Concern that Irish banks need more than the 35 billion euros already set aside to prop them up under an EU-IMF bailout pushed a row about the country's low company tax and its bid for cheaper financial aid off the agenda at an EU summit on Thursday and Friday.
"The question of corporation tax was not up for discussion at all," said Kenny. "In respect of Mr Sarkozy ... the Gallic spat we had the last has concluded pro tem (for the time being) and we shook hands several times."
But problems at the nation's banks, which have forced the ECB and Irish central bank to ramp up short-term lending to those Irish lenders to more than 150 billion euros, could make Ireland an urgent priority for the EU within days.
With the results of bank stress tests not ready until next week, Kenny was unable to soothe worries about a larger rescue bill in discussions with German Chancellor Angela Merkel and French President Nicolas Sarkozy.
Late on Thursday, the president of the European Council, Herman Van Rompuy, said it would now be up to finance ministers to decide on any changes to Ireland's bailout programme after the health checks on lenders were public.
Kenny's bid for longer term assistance from the ECB is unlikely to succeed. Banks in the euro zone must now repay their ECB loans within as little as a week and no longer than three months.
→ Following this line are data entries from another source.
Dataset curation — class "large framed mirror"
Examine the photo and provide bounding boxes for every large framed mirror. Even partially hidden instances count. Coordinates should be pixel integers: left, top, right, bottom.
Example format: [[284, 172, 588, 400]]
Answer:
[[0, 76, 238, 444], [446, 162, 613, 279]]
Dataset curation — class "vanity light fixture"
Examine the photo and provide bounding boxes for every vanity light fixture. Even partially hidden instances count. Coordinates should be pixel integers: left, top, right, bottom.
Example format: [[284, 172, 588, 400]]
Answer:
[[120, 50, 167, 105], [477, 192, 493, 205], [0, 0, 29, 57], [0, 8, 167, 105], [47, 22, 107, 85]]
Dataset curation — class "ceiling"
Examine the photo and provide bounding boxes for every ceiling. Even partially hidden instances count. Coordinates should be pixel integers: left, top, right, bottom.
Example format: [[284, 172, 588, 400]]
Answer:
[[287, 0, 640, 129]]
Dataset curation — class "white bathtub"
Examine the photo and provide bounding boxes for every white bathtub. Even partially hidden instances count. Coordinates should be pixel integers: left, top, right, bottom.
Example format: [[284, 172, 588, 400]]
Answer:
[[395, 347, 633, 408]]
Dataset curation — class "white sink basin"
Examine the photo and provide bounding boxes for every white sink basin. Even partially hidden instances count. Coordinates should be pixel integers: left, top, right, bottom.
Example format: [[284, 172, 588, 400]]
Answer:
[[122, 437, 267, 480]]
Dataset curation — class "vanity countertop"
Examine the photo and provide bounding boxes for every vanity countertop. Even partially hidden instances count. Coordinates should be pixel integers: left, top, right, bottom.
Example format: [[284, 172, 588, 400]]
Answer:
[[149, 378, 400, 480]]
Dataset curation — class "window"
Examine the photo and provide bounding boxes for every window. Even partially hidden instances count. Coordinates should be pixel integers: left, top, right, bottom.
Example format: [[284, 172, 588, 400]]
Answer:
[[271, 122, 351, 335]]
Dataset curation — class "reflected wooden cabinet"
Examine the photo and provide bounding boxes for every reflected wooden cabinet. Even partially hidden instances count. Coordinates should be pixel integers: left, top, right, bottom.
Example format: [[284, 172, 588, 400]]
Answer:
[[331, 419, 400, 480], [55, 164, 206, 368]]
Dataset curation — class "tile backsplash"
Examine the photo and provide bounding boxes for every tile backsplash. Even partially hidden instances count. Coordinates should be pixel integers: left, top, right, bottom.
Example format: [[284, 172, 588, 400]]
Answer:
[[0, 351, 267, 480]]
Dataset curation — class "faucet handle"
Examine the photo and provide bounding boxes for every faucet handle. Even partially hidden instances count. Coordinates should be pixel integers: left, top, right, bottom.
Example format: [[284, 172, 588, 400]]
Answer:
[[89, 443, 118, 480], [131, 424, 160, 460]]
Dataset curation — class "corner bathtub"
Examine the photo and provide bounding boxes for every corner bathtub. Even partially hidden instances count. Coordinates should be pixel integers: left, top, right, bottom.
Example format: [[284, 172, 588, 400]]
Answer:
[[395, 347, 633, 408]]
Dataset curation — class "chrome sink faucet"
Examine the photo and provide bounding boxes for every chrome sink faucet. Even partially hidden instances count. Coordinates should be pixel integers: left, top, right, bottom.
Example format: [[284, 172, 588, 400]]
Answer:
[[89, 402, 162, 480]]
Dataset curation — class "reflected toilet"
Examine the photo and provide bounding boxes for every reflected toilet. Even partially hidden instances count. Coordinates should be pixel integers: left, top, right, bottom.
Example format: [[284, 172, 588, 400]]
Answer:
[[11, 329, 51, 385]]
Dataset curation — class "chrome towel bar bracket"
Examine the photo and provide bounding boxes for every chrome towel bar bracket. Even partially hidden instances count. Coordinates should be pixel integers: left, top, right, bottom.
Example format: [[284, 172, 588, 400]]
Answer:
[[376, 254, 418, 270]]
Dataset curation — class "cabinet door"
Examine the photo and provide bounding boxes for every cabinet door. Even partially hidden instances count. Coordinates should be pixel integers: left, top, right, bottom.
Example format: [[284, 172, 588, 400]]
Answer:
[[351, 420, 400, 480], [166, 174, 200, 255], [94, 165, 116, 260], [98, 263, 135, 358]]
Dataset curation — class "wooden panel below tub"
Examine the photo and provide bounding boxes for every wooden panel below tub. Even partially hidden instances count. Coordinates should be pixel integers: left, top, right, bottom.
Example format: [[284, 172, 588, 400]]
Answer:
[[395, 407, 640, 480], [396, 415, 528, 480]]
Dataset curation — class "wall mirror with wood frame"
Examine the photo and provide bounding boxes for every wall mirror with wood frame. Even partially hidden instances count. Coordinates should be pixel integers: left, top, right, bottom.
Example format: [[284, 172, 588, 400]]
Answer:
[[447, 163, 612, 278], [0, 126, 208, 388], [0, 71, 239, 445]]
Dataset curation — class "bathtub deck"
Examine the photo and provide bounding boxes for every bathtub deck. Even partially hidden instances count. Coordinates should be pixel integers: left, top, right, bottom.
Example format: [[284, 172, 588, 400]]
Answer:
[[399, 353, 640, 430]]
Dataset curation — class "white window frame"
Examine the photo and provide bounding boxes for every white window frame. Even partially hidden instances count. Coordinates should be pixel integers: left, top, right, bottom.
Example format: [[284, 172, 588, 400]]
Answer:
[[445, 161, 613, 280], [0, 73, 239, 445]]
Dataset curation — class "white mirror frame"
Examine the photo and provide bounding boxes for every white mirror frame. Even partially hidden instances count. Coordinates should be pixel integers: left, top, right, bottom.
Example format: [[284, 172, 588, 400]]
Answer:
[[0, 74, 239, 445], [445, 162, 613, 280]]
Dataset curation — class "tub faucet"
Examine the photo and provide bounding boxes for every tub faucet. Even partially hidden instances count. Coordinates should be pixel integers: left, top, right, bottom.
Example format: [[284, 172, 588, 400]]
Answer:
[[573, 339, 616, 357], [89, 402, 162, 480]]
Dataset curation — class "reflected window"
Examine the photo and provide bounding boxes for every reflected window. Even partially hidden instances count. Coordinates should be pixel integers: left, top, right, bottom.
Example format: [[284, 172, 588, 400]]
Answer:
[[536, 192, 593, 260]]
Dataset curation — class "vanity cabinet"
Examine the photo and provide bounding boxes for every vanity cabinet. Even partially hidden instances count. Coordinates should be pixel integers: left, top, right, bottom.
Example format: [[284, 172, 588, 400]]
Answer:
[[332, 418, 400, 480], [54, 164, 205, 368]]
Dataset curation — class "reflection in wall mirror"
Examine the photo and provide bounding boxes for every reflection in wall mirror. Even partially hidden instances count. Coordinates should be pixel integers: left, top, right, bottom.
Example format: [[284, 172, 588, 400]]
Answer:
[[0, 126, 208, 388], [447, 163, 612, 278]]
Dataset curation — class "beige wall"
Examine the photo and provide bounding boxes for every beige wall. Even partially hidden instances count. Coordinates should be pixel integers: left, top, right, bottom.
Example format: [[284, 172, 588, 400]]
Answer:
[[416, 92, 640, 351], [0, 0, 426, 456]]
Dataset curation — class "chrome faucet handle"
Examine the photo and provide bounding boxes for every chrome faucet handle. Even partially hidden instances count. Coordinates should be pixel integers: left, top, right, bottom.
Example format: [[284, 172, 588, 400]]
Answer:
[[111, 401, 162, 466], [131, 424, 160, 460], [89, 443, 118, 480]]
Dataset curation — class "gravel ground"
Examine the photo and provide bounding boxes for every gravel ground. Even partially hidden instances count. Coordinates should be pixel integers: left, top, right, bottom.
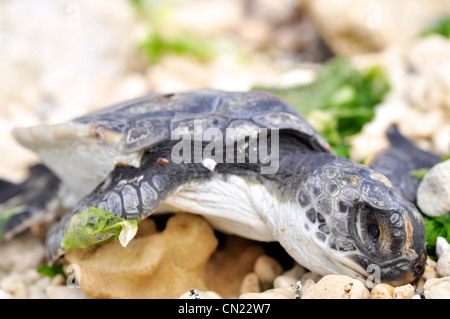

Rather than softening terms, the central bank wants to make them tougher.
Whereas now the ECB effectively signs a blank check when banks request credit, it wants to reimpose a cap on the amount they can borrow and resume holding competitive auctions.
It wants to wean banks in Ireland, Portugal and Greece off that assistance because emergency measures that make money easily available for banks hamper its efforts to control the economy with interest rate hikes.
The Irish government is also trying to persuade the ECB to allow it to hand losses to some senior bondholders in Irish banks, a move many both in Brussels and other European capitals fear could prompt a new investor scare and wider contagion.